In a commencement address at Washington University in St. Louis last month, the Democratic Congressman from Georgia recalled his parents and grandparents telling him not to cause trouble over segregation. “Don’t get in the way. Don’t get in trouble,” they said. It was advice he resisted.
Watch the sit-in live below:
“The action of Rosa Parks and the words and leadership of Dr. [Martin Luther] King [Jr.] inspired me to find a way to get in the way,” Lewis told the graduates. “I got in the way. I got in trouble. Good trouble, necessary trouble.”

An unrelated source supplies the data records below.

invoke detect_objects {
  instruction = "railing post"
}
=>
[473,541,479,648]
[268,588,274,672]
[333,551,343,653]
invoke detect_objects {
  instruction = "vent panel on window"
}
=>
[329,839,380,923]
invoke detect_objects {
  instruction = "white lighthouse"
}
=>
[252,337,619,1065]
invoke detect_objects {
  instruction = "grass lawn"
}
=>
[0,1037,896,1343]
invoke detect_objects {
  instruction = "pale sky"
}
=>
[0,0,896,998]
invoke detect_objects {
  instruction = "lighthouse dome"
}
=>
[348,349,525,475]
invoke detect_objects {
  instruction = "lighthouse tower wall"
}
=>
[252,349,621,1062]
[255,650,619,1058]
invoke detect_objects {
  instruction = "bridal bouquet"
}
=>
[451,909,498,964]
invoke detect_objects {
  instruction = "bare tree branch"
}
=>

During the speech, he praised sit-ins as a means for change. “We start sitting in. By sitting in, by sitting down, we were standing up for the very best in American tradition,” he said.
Lewis, who was chairman of the Student Nonviolent Coordinating Committee from 1963 to 1966, has traced the beginning of his involvement in the civil rights movement to a mass sit-in in Nashville in February 1960.
“It was a great feeling; it was my first real act of protesting against this system of segregation,” he said in a 1973 interview with the Southern Oral History Program at the University of North Carolina at Chapel Hill. “I sort of had this feeling for some time that you just wanted to strike a blow for freedom and this was a great sense of pride to be able to sit down and at the same time become part of an organized effort.”
In that interview, Lewis said it wasn’t until the sit-ins of 1960 that he saw “every segment of the black community” get involved in desegregation efforts. The visuals provided by the sit-ins helped the movement. “We wanted them to see us,” he wrote in his memoir, Walking With the Wind: A Memoir of the Movement.
As with much of the civil disobedience that fueled progress in the civil rights movement, Lewis’s involvement in efforts to end segregation involved knowingly violating the laws that enforced it. He was beaten by mobs and arrested by police.
And on Wednesday—more than 55 years after he first led lunch counter sit-ins—Lewis and his Democratic colleagues technically broke rules that forbid anyone from taking photos or video inside the House chamber, staying in place for a sit-in after the House had been called into recess.
“Sometimes you have to violate a rule, a law, to uphold a greater law, a moral law,” Lewis said Wednesday on CNN. “We have a right to sit down or sit in to engage in nonviolent protest. It is always right to do right.”